To minimize the incidence of venereal disease, the Japanese government extended the prostitution licensing system, which had been in place domestically, to other countries.
The military did not have to force women into prostitution.
Prostitution was a well-paying job for destitute women, and many poor women in prewar Japan and Korea competed for it.
First, the military could not afford to use soldiers to coerce unwilling women into prostitution.
After all, the soldiers were fighting a war.
About 40 years after the war, however, a man named Seiji Yoshida published a book titled "My War Crimes," he wrote that he and his soldiers went to Korea to "hunt women" to send to comfort stations.
As soon as the book was published, elderly Korean women began claiming they had been forcibly taken to Korea by Japanese soldiers and demanded money and an apology from the Japanese government.
The women, who previously said that they had been forced into their own volition, now claim that they were forced into their jobs by Japanese soldiers (after the publication of Yoshida's book).
Women who previously said they got jobs because of parental pressure now claim they were coerced into them by Japanese soldiers.
The same is true of the U.N.'s famous criticism of Japan (the Radhika Kumaraswamy Report). In her report, she explicitly quotes Yoshida's book.
But as readers of this magazine already know, Yoshida later confessed that her book was a complete bunk.
There is no evidence that the Japanese military forced Korean women into prostitution in the 1930s and 1940s.

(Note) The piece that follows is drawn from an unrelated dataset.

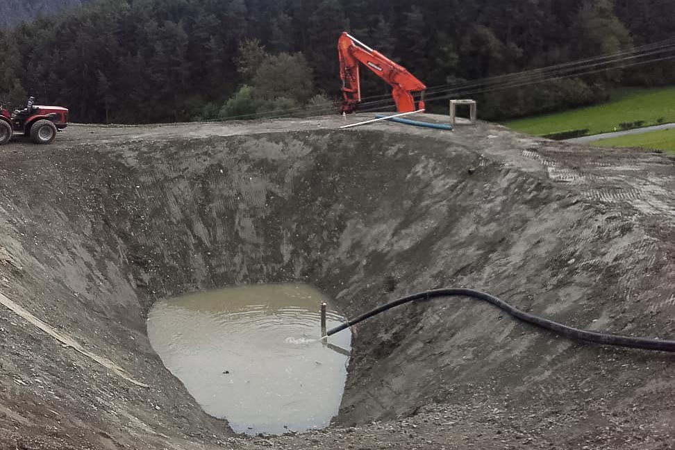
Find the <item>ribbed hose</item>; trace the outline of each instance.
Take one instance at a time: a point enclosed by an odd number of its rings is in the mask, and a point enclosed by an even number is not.
[[[558,324],[558,322],[549,320],[548,319],[544,319],[532,314],[528,314],[524,311],[521,311],[518,308],[511,306],[506,301],[490,295],[490,294],[485,294],[485,292],[474,290],[473,289],[465,289],[462,288],[437,289],[435,290],[420,292],[419,294],[409,295],[408,297],[403,297],[402,299],[394,300],[394,301],[388,303],[386,305],[383,305],[382,306],[376,308],[373,310],[369,311],[368,312],[366,312],[365,314],[362,315],[353,320],[350,320],[349,322],[342,324],[339,326],[336,326],[335,328],[328,331],[326,335],[331,336],[334,335],[336,333],[339,333],[340,331],[342,331],[342,330],[349,328],[352,325],[355,325],[360,322],[362,322],[366,319],[369,319],[379,314],[380,312],[383,312],[387,310],[396,308],[400,305],[403,305],[410,301],[429,300],[431,299],[441,297],[467,297],[476,299],[477,300],[483,300],[483,301],[487,301],[489,303],[492,303],[499,309],[508,312],[510,315],[517,319],[547,330],[555,331],[556,333],[570,339],[577,339],[590,342],[597,342],[603,345],[614,345],[629,347],[631,349],[658,350],[660,351],[669,351],[675,353],[675,341],[662,340],[660,339],[647,339],[645,338],[631,338],[630,336],[621,336],[618,335],[608,334],[606,333],[597,333],[595,331],[579,330],[572,326],[563,325],[562,324]]]

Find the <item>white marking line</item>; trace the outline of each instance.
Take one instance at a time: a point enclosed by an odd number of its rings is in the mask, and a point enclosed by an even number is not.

In Korea, virtually nothing published before 1985 states that the Japanese government forced Korean women into prostitution.
And many of the women who have changed their claims live in nursing homes owned by women who have been indicted for massive financial fraud.
How much of this history is understood by American scholars is a mystery.
As recently as 2003, Gordon published a book based on an English-language source, but that source was based on Yoshida's fictional book.
In 2003, however, it was well-known in Japan that Yoshida's book was false.
Nevertheless, in the U.S., a Harvard professor of Japanese history wrote about comfort women in 2003, using Yoshida's book as his source.
In Japan, anyone who reads newspapers knows that the women began making claims of forced labor shortly after Yoshida's book was published.
However, American researchers have not mentioned the book at all.
They quote numerous quotes from the women but rarely mention that their stories have changed (in some cases, they have changed many times).
And they rarely mention the fact that Yoshida's falsehoods caused the controversy.
What happened on the Korean peninsula in the 1930s is evident.
The Japanese military did not force Korean women into prostitution.
They simply did not.
Sometimes, however, the more obviously wrong their claims are, the more academics will escalate their attacks on a simple point of truth.
On this subject, American scholars specializing in Japanese history are surprisingly militant.
They have made no attempt to disprove my paper.
They sought an injunction against the publication of the paper itself.
It is Stalinism in academia.
And it does not bode well for the future of Japanese studies in American universities.